China’s live-fire exercises off Taiwan have been an “unnecessary escalation”, according to Canada’s defense minister.
Anita Anand made the comments on CBC radio The House this weekend and the remarks came a day after Beijing announced it was ending all contact with the United States on major issues, including climate cooperation.
“We are concerned about China’s threatening actions,” Anand said in an interview.
“There is no justification for using a visit as a pretext for aggressive military activity in the Taiwan Strait.”
Beijing’s response to US President Nancy Pelosi’s visit to Taiwan went beyond mere retaliation, she added.
“It is common for lawmakers in our countries to travel overseas, and China’s escalating response simply risks increasing tensions and destabilizing the region,” Anand said.
“We call on China not to unilaterally change the status quo by force in the region and resolve cross-strait disputes through peaceful means.”
It doesn’t seem to be happening anytime soon.
Over the past few days, China has sent more than 100 warplanes and 10 warships as a show of force off the coast of Taiwan, which Beijing claims as part of its territory.
The country’s strategic rocket forces also launched ballistic missiles over the island and into the Pacific Ocean as a further show of outrage.
Officials in Beijing said Friday they also plan to personally sanction Pelosi.
Jonathan Berkshire Miller, an Asia-Pacific expert at the MacDonald-Laurier Institute in Ottawa, said he thought China’s reaction had been overdone, but the message was as much for domestic audiences than to the international community.
The country’s Communist Party will hold a major congress this fall and President Xi Jinping cannot afford to appear weak in Taiwan – a consideration he says must have been on the minds of senior US officials beforehand.

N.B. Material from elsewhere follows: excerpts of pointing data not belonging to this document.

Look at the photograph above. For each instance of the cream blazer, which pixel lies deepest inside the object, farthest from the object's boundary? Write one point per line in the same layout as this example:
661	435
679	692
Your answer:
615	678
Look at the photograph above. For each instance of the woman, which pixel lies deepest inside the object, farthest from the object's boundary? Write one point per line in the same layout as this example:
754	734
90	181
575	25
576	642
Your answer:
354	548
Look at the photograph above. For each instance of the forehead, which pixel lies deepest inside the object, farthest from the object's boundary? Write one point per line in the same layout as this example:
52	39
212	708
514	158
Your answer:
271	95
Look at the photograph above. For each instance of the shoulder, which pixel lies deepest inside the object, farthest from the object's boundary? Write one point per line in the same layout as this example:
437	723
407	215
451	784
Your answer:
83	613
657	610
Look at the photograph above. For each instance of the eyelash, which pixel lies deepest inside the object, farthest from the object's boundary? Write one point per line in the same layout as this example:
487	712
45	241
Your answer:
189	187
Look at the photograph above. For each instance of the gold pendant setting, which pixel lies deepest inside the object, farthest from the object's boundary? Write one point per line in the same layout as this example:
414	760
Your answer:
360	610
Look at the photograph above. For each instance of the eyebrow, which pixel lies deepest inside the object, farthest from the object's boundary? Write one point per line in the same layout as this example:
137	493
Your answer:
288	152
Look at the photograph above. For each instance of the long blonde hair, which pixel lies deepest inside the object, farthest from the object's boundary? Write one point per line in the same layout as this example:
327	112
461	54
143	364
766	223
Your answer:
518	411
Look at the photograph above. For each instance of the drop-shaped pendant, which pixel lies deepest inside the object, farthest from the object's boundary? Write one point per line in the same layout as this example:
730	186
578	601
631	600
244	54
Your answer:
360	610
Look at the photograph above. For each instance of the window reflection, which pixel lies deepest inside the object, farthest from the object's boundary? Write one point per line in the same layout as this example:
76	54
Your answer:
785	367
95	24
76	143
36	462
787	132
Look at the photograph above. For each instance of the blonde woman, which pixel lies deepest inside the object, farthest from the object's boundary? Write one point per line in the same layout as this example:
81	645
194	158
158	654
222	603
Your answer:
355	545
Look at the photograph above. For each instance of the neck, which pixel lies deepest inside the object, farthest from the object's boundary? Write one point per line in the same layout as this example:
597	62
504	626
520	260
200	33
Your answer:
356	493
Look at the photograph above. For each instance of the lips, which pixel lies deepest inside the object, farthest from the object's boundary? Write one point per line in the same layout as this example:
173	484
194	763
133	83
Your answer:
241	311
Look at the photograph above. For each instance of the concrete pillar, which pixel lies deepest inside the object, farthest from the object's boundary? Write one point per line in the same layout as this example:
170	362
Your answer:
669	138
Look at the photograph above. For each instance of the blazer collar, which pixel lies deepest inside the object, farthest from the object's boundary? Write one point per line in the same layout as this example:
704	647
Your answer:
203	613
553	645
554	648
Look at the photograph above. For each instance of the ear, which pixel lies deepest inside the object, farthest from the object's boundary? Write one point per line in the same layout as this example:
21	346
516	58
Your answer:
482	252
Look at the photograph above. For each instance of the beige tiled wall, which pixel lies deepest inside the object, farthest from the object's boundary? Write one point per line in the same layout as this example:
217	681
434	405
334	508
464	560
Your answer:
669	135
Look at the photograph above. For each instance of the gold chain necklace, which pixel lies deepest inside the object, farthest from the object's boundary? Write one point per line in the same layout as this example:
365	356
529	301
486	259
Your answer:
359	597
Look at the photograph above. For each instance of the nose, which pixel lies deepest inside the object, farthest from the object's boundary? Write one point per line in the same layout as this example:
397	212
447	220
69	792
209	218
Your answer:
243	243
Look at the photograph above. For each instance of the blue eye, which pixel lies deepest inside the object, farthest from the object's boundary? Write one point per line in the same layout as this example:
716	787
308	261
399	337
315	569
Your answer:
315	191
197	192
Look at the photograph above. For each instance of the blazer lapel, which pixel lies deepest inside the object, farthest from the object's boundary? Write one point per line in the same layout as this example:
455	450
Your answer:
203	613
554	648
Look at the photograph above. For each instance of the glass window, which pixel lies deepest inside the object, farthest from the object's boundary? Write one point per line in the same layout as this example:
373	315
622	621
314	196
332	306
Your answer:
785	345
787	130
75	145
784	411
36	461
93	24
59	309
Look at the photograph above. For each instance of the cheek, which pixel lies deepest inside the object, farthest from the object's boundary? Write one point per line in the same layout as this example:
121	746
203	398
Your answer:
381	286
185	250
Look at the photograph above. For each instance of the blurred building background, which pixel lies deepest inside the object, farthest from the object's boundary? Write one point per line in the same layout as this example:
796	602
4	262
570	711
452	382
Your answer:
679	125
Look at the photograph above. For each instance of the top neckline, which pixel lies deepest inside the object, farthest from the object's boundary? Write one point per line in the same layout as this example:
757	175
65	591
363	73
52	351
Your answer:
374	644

“I think the United States … was reading the tea leaves ahead of time,” Miller said. “You could see the Biden administration…first privately and then publicly, warning against such a visit.”
Even still, Miller said, this is not the first time a speaker from the US House of Representatives has visited the island and Beijing may have been looking for a pretext to change the status quo in the region.
Beyond Taiwan, five of the missiles fired by China landed in Japan’s exclusive economic zone off Hateruma, an island at the southernmost point of Japan’s main islands.
This, Miller said, was a message to all US allies in the region.
China summons Canadian diplomat to Beijing
China’s foreign ministry this week summoned Canada’s top diplomat to Beijing – Chargé d’Affaires Jim Nickel – for a fancy dress after G7 foreign ministers condemned China’s actions.
Speaking on Friday, China’s vice foreign minister urged Canada to “immediately correct its mistakes”
Canada’s Foreign Affairs Minister, Mélanie Joly, would not say whether Ottawa had summoned the Chinese ambassador to deliver a response on Beijing’s behalf.
Anand said the government was fully engaged in the simmering crisis.
“We have our eyes wide open on China,” Anand said. “We will continue to work for the safety and security of this region.”
Canada has two frigates — HMCS Winnipeg and HMCS Vancouver — operating with allies in the Pacific. The two warships are heading to Asia on a planned deployment following their participation in a large-scale US-led military exercise near Hawaii.
China’s insistence that Taiwan is its territory and its threat to use force to reclaim the island have been a repeated refrain from the ruling Communist Party. But the declarations have become stricter in recent years.
Taiwan broke away from the mainland at the end of the country’s civil war in 1949.
Taiwan residents overwhelmingly support the status quo of de facto independence and reject demands for reunification with China.